Et au final, ça porte ses fruits, je vois certaines de mes amies devenir végés alors que ça leur paraissait inconcevables à la base, parce qu'en situation de précarité, parce qu'avec un mode de vie instable, parce que se sentant incapable de cuisiner, etc.
Et effectivement, ce sont des gens qui font ce qu'ils peuvent dans la situation actuelle, mais qui accepteraient tout à fait de devenir véganes dans un monde où ce serait facile et accessible à tout point de vue (économique, géographique, social, etc.)

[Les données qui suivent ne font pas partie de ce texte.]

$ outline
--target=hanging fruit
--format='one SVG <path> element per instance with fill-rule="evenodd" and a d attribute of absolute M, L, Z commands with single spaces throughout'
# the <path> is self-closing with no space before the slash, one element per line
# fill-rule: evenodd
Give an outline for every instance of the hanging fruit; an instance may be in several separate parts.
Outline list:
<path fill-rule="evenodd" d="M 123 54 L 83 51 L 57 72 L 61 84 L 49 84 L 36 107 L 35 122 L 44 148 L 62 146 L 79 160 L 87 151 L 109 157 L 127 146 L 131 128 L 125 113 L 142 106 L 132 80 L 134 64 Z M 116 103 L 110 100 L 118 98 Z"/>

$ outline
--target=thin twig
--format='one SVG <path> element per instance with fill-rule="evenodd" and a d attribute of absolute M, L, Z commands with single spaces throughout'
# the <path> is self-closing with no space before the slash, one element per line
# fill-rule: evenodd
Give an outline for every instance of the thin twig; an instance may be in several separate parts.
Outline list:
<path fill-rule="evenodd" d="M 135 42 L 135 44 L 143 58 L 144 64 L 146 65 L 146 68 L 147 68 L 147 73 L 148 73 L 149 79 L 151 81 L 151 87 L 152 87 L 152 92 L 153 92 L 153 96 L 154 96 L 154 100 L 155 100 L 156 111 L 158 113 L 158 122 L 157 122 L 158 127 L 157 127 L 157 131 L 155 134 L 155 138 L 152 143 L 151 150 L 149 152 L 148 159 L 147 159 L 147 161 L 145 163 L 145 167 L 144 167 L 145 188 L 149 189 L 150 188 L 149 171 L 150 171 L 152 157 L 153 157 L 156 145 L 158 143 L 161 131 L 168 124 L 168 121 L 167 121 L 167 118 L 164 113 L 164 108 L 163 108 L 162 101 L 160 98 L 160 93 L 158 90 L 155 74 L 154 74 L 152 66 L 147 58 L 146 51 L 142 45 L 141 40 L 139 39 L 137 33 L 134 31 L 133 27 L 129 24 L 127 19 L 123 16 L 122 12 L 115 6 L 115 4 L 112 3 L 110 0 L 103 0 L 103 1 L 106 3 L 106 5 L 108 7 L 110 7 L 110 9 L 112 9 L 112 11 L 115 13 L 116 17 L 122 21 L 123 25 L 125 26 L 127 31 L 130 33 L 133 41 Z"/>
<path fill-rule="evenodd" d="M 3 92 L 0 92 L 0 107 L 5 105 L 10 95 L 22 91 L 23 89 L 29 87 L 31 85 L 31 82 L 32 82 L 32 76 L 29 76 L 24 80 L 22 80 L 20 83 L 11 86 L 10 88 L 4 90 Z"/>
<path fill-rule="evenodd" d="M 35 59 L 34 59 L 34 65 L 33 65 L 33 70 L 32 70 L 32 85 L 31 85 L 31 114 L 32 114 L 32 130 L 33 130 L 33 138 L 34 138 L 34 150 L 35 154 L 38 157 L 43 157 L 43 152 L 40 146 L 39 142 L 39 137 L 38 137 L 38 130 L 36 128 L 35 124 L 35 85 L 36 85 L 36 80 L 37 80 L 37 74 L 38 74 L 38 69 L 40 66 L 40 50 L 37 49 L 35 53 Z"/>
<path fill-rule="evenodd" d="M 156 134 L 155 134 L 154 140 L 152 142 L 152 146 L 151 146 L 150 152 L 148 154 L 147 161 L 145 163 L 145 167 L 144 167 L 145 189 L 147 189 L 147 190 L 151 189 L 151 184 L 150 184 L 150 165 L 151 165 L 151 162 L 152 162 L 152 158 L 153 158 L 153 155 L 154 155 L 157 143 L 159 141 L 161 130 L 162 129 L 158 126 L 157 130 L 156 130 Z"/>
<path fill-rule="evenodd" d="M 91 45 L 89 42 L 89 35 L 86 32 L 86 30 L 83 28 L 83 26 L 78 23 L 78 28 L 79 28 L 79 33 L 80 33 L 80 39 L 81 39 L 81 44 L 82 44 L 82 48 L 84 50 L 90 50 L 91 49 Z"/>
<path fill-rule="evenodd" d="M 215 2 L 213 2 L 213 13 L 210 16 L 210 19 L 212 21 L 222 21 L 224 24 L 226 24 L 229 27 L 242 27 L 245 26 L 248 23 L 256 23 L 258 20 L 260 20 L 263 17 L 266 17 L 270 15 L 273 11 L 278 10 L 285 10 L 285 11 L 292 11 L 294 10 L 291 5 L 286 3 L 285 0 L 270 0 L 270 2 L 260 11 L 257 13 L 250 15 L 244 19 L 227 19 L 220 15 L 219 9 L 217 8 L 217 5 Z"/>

Après, je comprend d'autant plus l'argument que j'ai vu ce que ça donne quand on a pas le choix, qu'on est obligés de se tourner vers les aides sociales pour remplir son frigo, et que tu galères déjà énormément pour trouver des produits vaguement végés. Que, clairement, les préoccupations du genre présure ou additifs alimentaires, ça te passe à des années-lumière au-dessus de la tête parce que tu es déjà contente d'avoir trouvé un produit sans lardons ni poulet. Que tu t'attires les foudres des bénévoles parce que tu refuses de prendre un pack de lait. Que tu te rends compte que les seuls légumes dispos, c'est des haricots verts en conserve (et c'est vraiment dégueu les haricots verts en conserve ! ).